A massive PEP 649 update, with some major course corrections

Jelle · April 25, 2023, 4:09pm

The compiler could still simply use the literal 1, but user code could use inspect.AnnotationFormat.VALUE and get a nicer repr() and canonical name. IntEnums compare equal to the corresponding integer.

larry · April 25, 2023, 10:24pm

That sounds reasonable. Tell you what: I’ll experiment with it, and if it seems fine I’ll go with that, but I don’t want to commit to it until I’ve run the experiment. I always worry I’m overlooking something important.

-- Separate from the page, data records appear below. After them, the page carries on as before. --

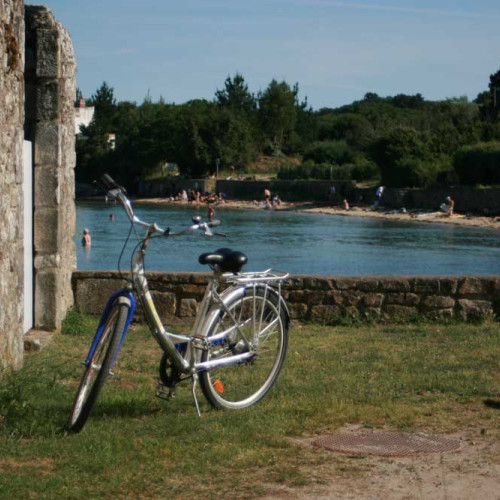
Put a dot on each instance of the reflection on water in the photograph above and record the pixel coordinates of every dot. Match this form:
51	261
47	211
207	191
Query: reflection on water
295	242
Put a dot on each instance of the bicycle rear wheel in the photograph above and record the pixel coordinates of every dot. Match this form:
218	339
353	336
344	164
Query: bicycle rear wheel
98	368
258	315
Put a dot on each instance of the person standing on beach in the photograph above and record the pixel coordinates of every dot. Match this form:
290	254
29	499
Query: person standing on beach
448	206
332	193
86	240
211	212
378	195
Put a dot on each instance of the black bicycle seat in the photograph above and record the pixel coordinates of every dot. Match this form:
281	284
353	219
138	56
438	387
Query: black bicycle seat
225	259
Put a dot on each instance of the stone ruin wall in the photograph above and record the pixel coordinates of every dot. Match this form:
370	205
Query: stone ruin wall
50	124
11	178
36	56
321	299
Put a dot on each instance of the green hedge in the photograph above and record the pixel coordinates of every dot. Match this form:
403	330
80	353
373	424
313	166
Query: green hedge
362	170
478	164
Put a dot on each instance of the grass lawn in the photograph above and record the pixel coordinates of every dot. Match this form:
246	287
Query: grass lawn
422	377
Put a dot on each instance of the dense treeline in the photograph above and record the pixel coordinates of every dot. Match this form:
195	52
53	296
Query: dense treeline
402	140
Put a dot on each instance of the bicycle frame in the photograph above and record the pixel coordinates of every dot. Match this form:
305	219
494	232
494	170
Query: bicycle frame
212	304
124	292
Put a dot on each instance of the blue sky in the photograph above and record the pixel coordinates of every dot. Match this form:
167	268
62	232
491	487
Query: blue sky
336	50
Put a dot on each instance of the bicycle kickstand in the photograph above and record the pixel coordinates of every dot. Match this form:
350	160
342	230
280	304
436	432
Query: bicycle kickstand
193	390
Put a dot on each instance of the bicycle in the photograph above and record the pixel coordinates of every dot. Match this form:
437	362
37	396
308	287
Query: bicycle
239	340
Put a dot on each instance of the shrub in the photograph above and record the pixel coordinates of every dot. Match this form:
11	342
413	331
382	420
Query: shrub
331	152
479	163
361	170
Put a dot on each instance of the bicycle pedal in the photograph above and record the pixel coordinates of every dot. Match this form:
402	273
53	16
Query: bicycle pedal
164	392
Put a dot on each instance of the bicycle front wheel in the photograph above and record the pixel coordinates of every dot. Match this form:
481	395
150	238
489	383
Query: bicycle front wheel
99	365
258	317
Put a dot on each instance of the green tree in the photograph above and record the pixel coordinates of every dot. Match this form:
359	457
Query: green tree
278	113
104	104
236	96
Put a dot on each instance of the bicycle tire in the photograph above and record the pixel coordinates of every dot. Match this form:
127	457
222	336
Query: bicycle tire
242	385
98	368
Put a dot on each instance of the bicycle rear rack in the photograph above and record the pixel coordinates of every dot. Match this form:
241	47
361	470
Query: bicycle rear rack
268	276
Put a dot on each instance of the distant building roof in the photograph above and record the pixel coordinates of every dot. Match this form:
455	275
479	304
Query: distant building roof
83	115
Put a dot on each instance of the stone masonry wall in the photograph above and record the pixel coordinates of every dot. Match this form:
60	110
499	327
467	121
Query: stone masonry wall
50	96
11	178
324	299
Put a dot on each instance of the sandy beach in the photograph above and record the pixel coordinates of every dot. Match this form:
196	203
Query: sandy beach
418	216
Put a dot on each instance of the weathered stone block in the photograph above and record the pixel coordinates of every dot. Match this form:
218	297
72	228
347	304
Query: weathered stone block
475	286
46	187
297	296
46	231
192	291
47	53
403	299
448	286
45	299
47	144
398	311
47	96
188	308
46	261
424	285
370	313
298	311
165	304
475	309
440	314
318	283
438	302
345	283
395	285
368	284
373	300
325	314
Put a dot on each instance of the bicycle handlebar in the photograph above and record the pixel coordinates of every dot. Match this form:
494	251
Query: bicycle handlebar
115	191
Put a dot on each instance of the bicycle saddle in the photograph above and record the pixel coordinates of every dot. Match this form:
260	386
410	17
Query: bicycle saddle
225	259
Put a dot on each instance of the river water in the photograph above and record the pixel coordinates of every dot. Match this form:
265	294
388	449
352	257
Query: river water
296	242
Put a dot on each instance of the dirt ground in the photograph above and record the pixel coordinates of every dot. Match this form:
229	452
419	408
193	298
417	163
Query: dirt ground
471	473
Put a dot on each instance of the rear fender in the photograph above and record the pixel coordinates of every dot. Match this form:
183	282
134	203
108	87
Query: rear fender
235	293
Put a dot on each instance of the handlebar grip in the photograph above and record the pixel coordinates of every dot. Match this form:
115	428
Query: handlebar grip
107	183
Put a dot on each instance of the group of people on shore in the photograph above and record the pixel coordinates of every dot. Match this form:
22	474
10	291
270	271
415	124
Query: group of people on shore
447	207
197	197
269	202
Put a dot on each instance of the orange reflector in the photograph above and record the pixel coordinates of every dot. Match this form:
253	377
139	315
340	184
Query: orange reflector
219	386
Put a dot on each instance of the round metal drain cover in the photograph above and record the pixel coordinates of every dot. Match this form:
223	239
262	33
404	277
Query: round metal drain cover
389	444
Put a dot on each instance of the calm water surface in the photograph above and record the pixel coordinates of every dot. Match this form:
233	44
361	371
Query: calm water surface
295	242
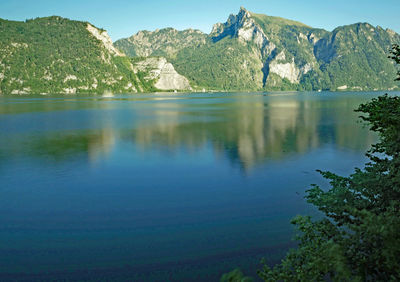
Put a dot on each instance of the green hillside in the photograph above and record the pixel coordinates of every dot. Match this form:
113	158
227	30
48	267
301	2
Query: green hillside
57	55
259	52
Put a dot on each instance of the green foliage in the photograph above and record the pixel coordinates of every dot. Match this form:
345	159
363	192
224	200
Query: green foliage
358	238
50	55
351	57
166	42
224	65
395	55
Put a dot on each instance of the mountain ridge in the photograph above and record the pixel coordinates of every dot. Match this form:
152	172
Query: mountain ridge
292	55
58	55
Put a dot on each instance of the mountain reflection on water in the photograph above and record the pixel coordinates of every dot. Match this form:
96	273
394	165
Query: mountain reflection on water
246	129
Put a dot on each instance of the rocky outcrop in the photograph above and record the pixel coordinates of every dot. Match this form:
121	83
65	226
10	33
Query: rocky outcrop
161	42
163	73
103	36
245	29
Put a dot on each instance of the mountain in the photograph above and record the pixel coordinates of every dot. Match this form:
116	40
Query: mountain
58	55
162	42
259	52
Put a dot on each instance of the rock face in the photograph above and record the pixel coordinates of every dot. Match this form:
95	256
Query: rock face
163	73
105	38
288	55
165	42
245	29
65	56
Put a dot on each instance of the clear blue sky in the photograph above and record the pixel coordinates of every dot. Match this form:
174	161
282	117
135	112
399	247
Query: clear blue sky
122	18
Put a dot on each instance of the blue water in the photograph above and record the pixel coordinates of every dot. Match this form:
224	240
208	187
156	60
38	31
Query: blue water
164	187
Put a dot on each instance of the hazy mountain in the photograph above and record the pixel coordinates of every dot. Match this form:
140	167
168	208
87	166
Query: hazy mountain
258	52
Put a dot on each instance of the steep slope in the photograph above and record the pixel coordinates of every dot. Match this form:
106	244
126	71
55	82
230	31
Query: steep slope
259	52
165	42
57	55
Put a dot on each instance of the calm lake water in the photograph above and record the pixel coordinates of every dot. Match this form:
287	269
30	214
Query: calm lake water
164	187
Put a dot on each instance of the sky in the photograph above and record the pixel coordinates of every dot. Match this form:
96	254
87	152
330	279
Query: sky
123	18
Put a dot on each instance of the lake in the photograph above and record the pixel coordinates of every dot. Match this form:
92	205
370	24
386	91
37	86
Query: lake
164	187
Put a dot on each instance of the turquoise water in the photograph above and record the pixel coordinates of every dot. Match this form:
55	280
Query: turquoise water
164	187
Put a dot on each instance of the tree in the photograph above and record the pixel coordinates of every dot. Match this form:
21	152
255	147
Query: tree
358	239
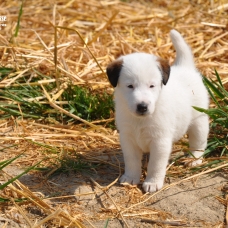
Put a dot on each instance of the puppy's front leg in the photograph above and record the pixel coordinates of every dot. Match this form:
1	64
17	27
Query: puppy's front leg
132	160
159	155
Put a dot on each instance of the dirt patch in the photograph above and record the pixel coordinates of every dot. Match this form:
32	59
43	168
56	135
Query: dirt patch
193	203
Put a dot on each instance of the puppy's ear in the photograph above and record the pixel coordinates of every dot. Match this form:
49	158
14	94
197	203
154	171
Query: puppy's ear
165	70
113	71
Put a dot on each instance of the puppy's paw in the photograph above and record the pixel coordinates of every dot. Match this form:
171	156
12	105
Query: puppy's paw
129	180
152	186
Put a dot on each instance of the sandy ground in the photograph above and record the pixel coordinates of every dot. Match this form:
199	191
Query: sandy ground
192	203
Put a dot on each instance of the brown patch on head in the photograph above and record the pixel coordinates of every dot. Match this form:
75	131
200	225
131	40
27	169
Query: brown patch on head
113	71
164	67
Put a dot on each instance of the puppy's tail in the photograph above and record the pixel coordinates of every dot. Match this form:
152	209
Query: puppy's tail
184	56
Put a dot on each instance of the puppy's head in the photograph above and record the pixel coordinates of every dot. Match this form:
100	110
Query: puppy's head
138	80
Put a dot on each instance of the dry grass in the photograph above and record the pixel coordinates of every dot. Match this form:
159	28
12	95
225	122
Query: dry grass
73	41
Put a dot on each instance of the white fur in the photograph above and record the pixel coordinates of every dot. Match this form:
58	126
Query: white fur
169	112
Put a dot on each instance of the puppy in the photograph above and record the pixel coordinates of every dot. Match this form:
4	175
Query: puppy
153	104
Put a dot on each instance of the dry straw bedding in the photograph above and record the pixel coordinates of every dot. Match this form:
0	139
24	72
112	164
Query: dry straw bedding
90	34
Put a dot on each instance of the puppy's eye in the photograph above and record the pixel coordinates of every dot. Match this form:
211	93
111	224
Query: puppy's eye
130	86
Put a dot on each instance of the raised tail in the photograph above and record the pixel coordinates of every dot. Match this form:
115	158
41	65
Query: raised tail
184	56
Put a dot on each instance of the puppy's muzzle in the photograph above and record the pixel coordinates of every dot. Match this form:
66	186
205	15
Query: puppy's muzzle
142	108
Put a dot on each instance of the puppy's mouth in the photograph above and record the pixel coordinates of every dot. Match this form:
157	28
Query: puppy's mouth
142	109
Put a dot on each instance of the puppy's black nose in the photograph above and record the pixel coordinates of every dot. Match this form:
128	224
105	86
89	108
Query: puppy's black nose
142	108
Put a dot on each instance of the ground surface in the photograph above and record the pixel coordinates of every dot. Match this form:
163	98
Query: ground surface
193	203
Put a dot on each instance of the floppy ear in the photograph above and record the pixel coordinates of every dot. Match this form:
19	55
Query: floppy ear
113	71
164	67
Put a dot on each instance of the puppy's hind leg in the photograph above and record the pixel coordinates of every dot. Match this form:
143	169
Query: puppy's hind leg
198	133
132	160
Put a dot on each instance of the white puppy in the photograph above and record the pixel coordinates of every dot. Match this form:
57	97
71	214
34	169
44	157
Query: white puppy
153	103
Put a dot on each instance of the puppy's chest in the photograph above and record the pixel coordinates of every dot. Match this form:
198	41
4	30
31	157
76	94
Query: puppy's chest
143	137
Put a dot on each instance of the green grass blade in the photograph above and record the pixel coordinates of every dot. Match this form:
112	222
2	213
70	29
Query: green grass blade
18	176
3	164
19	20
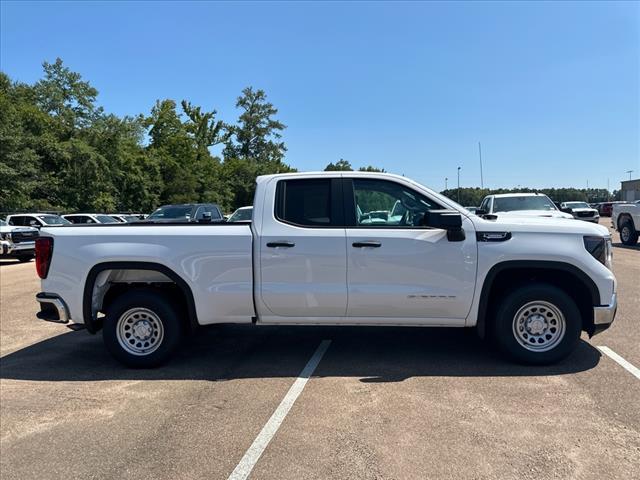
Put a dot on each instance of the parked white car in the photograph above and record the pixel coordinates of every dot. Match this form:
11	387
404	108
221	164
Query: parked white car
581	211
309	257
36	220
127	217
625	218
242	214
77	218
521	205
17	242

larry · April 26, 2023, 8:33pm

I still don’t know who handles this–I’m working on other things–but it kind of makes intuitive sense that you can’t delete “members” defined in C. So maybe this is just stock behavior.

The important thing is that __annotate__ is always defined, so that it doesn’t get inherited, so we don’t have the same inheritance bug we had with __annotations__ on classes (that I fixed in 3.10). As long as it’s impossible to inherit __annotate__, I’m pretty easygoing about the specific semantics, and if the usual behavior for del o.__x__ when o is implemented in C and __x__ is a “member” is to set it to NULL internally (and None from Python’s perspective) that’s fine by me.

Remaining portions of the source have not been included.